Again, we do not ask this Court to evaluate these matters, but only to understand that Ms. Lloyd has substantial responses to AcroMed's res judicata defense if and when AcroMed raises it in an appropriate forum.

CONCLUSION

For the reasons stated above, AcroMed's request for an order to show cause should be denied.

Respectfully submitted,


_________________________________
Brian Wolfman
Alan B. Morrison
Allison M. Zieve
Public Citizen Litigation Group
1600 20th Street, N.W.
Washington, D.C. 20009
(202) 588-1000

Attorneys for Marvin M. Masters and Anthony J. Majestro

December 14, 1999

 

ENDNOTES

1. AcroMed's papers make no distinction between Ms. Lloyd and her lawyers. However, in pursuing her West Virginia suit, Ms. Lloyd is simply acting on her lawyers' advice and should not be held in contempt whatever this Court ultimately decides about her lawyers' conduct. This Opposition is filed on behalf of Mess'rs Masters and Majestro. Ms. Lloyd is separately filing a joinder in the arguments set forth in this Opposition.

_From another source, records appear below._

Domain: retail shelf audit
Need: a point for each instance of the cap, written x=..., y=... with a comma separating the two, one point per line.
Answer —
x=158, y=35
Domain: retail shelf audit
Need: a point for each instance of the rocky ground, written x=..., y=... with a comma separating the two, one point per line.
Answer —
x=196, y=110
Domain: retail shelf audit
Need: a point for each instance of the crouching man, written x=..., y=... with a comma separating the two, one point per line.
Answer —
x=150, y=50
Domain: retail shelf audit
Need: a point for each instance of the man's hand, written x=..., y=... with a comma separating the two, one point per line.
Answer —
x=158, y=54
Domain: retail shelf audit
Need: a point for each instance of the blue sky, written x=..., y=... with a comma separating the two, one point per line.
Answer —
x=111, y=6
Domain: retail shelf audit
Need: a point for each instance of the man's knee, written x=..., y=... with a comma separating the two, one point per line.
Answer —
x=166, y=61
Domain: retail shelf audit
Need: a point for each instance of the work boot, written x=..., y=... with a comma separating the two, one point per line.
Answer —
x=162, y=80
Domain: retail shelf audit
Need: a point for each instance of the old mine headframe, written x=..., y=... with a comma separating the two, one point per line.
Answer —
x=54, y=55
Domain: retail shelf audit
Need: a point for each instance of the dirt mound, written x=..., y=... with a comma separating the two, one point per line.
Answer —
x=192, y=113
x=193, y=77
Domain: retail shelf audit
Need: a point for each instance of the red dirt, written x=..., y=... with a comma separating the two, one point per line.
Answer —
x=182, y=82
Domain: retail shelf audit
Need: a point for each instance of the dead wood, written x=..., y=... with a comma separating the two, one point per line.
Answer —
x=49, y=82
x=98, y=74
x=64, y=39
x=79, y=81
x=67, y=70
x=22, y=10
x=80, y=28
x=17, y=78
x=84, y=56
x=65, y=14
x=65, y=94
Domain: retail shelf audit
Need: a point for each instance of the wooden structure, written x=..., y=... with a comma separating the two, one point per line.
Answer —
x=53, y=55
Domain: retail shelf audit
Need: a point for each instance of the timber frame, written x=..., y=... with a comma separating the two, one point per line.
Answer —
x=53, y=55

2. Ms. Lloyd's original declaration is attached to her separate joinder in this Opposition. See supra note 1.

3. The Ninth Circuit later held that the same non-opt-out MDL settlement did not afford consumers in Arizona and Wisconsin due process and, therefore, did not have binding effect on their claims for money damages. Brown v. Ticor Title Ins. Co., 982 F.2d 386, 392 (9th Cir. 1992), writ dismissed as improvidently granted, 511 U.S. 117 (1994).

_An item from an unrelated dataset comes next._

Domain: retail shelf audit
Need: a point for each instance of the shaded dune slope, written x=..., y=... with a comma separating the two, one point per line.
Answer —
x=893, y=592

4. Dr. Rosen also testified at a November 19, 1998 fairness hearing in support of a purported limited fund settlement in In re Telectronics Pacing Systems, Inc., MDL 1057 (S.D. Ohio). At that hearing, when questioned about his testimony at the AcroMed fairness hearing, Dr. Rosen stated that his valuation of AcroMed was based on the company's value in the absence of the class action settlement. See Nov. 19, 1998 Transcript in Telectronics, at 109, attached as Exhibit 5. As indicated in the text, Dr. Rosen's valuation of AcroMed at $104 million, and this Court's findings thereon, assumed that the company was worth $104 million with the class action settlement, i.e. with the litigation put behind the company. See also MDL 1014 April 23, 1997 Fairness Hearing Tr. at 121, 139-41. If Dr. Rosen switched his story for the convenience of the Telectronics fairness hearing, that obviously undermines his credibility. In any event, if $104 million was the value of the company in the absence of the settlement (i.e., as reflected in Dr. Rosen's Telectronics' testimony, not his testimony before this Court), that might explain why AcroMed sold for more than four times that amount shortly after the settlement was consummated.